In het geval dat het derde land geen adequaat beschermingsniveau biedt, kan uw organisatie gebruik maken van de waarborgen die volgen uit art. 46 AVG, zoals de standaard EU-model contracten. Zorg ervoor dat inzichtelijk is welke waarborgen passend zijn voor de specifieke situatie.

Stap 3. Ga na of de waarborgen die volgen uit art. 46 AVG effectief genoeg zijn.
Wetgeving in een derde land kan de autoriteiten daar namelijk de mogelijkheid bieden toegang te krijgen tot persoonsgegevens. Deze toegang dient noodzakelijk en proportioneel te zijn. Is dit niet het geval, dan bestaat de kans dat de waarborgen uit art. 46 AVG niet effectief genoeg zijn.

Stap 4. Indien de waarborgen uit art. 46 AVG niet effectief genoeg zijn, neem dan aanvullende maatregelen.
Aanvullende maatregelen kunnen contractueel, technisch of organisatorisch van aard zijn.
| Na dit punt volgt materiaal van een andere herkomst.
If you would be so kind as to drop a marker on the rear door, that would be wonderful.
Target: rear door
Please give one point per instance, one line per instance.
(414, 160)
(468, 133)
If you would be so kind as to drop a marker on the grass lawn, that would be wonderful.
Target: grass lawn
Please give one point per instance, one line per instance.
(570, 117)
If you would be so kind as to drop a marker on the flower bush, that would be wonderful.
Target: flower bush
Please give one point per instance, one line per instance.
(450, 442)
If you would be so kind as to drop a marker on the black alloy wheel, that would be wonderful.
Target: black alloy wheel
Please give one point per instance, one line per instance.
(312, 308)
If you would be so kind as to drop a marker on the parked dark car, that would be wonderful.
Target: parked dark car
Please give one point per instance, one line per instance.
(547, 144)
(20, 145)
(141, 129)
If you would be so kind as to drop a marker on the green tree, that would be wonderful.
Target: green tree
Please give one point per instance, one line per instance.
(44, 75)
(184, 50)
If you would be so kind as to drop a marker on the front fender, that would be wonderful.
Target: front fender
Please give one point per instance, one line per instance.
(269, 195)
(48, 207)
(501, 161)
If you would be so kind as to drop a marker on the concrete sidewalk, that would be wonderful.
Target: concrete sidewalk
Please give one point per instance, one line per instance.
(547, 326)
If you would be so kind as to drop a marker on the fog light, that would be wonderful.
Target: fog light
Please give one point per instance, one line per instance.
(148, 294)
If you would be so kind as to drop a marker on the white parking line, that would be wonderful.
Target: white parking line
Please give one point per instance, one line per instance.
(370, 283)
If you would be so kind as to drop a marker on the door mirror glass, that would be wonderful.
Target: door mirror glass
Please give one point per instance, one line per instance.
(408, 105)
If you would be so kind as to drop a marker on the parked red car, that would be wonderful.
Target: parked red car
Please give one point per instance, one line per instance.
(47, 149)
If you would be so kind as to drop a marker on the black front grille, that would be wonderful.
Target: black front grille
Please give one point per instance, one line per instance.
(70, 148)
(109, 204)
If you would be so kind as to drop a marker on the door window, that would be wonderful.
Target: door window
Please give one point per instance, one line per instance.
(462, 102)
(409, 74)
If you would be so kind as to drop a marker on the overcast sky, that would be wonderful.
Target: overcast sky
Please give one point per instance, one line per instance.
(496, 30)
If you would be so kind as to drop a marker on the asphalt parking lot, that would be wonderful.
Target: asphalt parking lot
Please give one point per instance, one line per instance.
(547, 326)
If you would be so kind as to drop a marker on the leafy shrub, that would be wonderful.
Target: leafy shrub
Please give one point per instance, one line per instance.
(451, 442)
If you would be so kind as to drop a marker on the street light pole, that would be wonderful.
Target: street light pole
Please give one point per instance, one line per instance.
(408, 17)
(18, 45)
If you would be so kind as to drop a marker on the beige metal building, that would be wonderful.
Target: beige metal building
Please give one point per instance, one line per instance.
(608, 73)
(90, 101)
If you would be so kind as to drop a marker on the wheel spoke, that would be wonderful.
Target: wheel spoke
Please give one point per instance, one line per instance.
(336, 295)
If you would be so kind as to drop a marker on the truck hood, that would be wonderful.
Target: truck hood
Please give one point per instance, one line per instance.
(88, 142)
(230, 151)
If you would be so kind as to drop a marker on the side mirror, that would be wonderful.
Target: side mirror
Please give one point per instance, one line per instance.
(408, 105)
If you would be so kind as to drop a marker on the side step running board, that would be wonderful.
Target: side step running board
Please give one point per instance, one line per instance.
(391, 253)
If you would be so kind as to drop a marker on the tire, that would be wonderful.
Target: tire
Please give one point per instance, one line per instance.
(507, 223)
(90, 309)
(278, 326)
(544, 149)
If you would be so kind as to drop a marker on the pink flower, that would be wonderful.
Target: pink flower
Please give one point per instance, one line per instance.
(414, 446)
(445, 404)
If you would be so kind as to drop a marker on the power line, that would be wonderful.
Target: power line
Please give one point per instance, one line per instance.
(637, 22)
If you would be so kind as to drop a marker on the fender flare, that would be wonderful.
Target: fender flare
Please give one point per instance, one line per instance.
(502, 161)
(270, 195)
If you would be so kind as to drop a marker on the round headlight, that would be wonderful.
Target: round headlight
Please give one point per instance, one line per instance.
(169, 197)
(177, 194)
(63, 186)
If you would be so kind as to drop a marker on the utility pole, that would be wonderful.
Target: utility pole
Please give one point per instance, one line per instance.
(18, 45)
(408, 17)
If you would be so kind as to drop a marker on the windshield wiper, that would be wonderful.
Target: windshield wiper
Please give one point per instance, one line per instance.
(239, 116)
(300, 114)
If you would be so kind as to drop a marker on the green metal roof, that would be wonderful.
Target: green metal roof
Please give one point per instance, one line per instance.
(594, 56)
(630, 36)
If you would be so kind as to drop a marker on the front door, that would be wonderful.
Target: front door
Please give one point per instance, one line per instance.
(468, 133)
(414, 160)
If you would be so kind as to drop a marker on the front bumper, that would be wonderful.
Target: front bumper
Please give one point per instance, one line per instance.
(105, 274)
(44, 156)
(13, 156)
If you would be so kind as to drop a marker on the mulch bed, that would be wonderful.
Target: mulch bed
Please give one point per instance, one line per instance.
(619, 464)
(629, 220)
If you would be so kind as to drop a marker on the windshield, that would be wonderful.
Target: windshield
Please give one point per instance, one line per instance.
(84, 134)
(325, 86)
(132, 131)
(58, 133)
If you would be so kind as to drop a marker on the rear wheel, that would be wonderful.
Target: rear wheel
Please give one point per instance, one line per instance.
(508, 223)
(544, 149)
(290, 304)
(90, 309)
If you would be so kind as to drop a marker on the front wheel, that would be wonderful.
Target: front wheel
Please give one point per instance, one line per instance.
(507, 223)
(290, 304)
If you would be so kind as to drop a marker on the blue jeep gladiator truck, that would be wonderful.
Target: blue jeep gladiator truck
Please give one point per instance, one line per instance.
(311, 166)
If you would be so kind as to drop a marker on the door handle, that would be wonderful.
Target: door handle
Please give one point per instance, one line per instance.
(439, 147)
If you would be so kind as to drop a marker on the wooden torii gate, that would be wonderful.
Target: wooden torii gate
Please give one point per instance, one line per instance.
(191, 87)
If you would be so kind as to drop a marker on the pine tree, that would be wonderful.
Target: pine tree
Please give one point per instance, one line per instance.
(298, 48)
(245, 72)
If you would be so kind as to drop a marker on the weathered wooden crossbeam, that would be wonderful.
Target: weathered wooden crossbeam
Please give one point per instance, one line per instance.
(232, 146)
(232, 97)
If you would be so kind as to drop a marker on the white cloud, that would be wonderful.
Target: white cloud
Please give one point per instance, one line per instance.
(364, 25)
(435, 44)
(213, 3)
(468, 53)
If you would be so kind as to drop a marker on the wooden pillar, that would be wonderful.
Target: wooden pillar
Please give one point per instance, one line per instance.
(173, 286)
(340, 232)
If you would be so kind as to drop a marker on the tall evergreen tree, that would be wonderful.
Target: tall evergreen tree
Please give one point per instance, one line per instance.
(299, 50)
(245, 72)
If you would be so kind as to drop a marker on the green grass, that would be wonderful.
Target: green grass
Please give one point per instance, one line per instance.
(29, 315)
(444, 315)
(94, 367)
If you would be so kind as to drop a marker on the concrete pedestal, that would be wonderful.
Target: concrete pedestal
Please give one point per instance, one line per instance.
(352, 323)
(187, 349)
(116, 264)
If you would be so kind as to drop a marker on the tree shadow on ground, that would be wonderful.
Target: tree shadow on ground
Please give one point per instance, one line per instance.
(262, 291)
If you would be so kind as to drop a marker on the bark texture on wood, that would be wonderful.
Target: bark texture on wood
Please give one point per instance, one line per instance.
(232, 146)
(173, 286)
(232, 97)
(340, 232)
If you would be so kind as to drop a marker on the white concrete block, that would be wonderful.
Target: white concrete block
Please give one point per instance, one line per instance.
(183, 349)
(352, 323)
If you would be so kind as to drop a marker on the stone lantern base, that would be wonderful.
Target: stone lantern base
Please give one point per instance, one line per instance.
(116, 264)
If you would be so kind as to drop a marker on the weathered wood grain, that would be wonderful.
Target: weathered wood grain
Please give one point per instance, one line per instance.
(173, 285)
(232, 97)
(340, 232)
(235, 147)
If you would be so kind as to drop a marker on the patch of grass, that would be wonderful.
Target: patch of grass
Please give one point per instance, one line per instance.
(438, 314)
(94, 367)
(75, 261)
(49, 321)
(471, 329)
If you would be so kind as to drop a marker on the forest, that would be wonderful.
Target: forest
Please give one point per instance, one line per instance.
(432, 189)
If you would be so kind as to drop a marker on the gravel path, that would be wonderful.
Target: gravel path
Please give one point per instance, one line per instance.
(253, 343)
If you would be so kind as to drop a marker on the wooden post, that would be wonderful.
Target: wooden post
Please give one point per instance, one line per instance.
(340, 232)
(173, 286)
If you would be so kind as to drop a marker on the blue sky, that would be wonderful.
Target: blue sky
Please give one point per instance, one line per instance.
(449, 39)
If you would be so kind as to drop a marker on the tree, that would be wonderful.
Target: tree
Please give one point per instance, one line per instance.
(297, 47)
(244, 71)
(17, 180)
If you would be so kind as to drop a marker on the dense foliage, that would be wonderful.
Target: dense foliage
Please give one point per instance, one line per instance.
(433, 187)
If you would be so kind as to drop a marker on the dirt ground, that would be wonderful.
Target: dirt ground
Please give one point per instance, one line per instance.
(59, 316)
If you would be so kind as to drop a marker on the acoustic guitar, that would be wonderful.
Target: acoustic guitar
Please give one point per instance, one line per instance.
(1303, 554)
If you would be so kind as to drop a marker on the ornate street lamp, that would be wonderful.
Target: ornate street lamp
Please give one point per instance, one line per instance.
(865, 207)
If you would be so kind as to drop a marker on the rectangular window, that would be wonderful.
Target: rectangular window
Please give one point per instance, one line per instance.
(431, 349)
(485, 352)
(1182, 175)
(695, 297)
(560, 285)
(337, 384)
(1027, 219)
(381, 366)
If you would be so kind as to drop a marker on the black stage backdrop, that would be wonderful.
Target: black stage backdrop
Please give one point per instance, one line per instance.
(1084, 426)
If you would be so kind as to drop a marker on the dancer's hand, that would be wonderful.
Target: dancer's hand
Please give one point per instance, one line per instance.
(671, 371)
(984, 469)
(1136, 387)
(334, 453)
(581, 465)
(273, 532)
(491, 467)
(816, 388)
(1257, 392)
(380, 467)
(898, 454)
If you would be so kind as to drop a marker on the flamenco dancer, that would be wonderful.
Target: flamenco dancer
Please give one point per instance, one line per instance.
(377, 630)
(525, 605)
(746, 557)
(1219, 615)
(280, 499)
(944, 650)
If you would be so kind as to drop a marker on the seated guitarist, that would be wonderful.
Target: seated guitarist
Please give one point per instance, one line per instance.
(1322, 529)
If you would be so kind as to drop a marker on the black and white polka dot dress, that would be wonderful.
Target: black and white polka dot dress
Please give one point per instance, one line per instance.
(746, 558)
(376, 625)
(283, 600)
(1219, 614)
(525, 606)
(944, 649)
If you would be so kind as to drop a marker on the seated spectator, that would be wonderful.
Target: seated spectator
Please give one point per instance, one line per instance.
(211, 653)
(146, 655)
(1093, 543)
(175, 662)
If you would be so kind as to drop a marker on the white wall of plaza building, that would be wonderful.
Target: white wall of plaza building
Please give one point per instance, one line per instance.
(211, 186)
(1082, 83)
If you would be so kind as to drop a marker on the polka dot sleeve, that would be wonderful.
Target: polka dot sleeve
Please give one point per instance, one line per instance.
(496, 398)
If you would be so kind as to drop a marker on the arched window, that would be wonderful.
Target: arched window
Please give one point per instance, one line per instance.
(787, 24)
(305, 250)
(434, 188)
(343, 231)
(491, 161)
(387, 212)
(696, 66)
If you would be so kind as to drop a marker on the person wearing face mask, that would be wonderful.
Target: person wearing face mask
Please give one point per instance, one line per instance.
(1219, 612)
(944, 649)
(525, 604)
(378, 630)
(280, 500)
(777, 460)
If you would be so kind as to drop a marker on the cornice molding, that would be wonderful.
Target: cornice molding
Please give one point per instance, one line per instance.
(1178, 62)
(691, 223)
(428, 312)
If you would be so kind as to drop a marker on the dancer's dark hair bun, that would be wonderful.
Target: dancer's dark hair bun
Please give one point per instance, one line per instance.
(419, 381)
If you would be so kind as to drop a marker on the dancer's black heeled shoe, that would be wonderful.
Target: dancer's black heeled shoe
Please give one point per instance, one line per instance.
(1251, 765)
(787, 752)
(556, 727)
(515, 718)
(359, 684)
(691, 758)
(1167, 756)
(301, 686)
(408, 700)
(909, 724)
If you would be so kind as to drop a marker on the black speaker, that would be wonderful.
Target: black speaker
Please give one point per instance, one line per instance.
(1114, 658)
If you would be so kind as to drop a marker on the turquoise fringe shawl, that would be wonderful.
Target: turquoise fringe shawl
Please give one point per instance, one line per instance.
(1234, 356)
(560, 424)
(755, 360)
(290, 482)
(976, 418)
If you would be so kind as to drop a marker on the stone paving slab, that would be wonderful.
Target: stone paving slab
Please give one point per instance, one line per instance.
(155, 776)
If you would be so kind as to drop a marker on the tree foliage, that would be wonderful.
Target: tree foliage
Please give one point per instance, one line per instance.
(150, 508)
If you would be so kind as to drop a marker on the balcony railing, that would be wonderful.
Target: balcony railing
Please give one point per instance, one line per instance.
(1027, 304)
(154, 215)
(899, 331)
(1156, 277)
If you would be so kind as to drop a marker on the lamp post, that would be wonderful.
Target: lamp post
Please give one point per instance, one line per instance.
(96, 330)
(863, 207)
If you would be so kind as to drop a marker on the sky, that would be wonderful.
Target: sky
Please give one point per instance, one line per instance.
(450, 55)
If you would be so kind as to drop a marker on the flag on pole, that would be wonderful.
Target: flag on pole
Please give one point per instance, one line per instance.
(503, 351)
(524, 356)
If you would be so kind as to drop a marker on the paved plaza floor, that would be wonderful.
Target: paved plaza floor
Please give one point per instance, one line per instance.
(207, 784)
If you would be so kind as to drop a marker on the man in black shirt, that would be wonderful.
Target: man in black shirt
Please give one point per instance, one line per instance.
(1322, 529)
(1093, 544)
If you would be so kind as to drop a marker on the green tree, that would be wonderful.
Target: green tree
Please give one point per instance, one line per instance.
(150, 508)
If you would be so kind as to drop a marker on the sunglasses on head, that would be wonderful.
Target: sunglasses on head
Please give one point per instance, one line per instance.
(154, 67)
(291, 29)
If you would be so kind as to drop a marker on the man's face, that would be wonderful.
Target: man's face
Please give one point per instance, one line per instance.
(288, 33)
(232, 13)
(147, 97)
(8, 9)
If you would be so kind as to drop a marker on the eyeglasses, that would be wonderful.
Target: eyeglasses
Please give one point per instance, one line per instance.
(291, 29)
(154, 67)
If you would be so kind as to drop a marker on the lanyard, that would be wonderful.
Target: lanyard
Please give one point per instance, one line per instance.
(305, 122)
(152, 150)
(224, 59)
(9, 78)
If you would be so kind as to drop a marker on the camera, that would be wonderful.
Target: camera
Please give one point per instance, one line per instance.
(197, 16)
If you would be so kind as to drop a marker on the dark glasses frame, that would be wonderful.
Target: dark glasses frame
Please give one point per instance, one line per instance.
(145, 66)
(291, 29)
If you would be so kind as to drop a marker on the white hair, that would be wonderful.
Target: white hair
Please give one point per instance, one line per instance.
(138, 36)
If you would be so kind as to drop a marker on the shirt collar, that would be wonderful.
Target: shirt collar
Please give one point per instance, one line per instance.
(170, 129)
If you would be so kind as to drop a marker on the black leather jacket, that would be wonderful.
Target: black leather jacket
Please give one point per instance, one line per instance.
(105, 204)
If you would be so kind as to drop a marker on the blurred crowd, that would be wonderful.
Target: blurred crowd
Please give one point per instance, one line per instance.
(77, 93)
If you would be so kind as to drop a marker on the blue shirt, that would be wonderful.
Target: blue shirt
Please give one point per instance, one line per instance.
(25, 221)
Contractuele of organisatorische maatregelen alleen kunnen echter niet voorkomen dat toegang wordt verkregen tot de persoonsgegevens. Er wordt dan ook vaak gekozen voor het nemen van verschillende soorten maatregelen zoals het aanvullen van contractuele bepalingen en encryptie.

Stap 5. Als u de aanvullende maatregelen hebt geïdentificeerd, dient u de procedure hierop af te stemmen.
Zo dienen, afhankelijk welke waarborgen u gebruikt, contractuele bepalingen te worden aangevuld.

Stap 6. Blijf op de hoogte van de ontwikkelingen omtrent de doorgifte.
Belangrijk is dat uw organisatie, al dan niet tezamen met de verwerker, de mate van gegevensbescherming in het derde land blijft monitoren. Mocht er iets wijzigen, kunt u hier tijdig op acteren.

Wij raden u aan alle stappen goed te documenteren, bijvoorbeeld als aanvulling op het verwerkingsregister. In geval de Autoriteit Persoonsgegevens hierom verzoekt, kan uw organisatie aantonen welke afwegingen zijn gemaakt om te bepalen of een veilige doorgifte van persoonsgegevens kan worden gewaarborgd.

Heeft u twijfels of uw waarborgen effectief genoeg zijn? Wij helpen u graag verder! Neem contact met ons op of vraag vrijblijvend een gratis consult aan.


Heeft u vragen naar aanleiding van dit artikel?

Neem dan contact met ons op.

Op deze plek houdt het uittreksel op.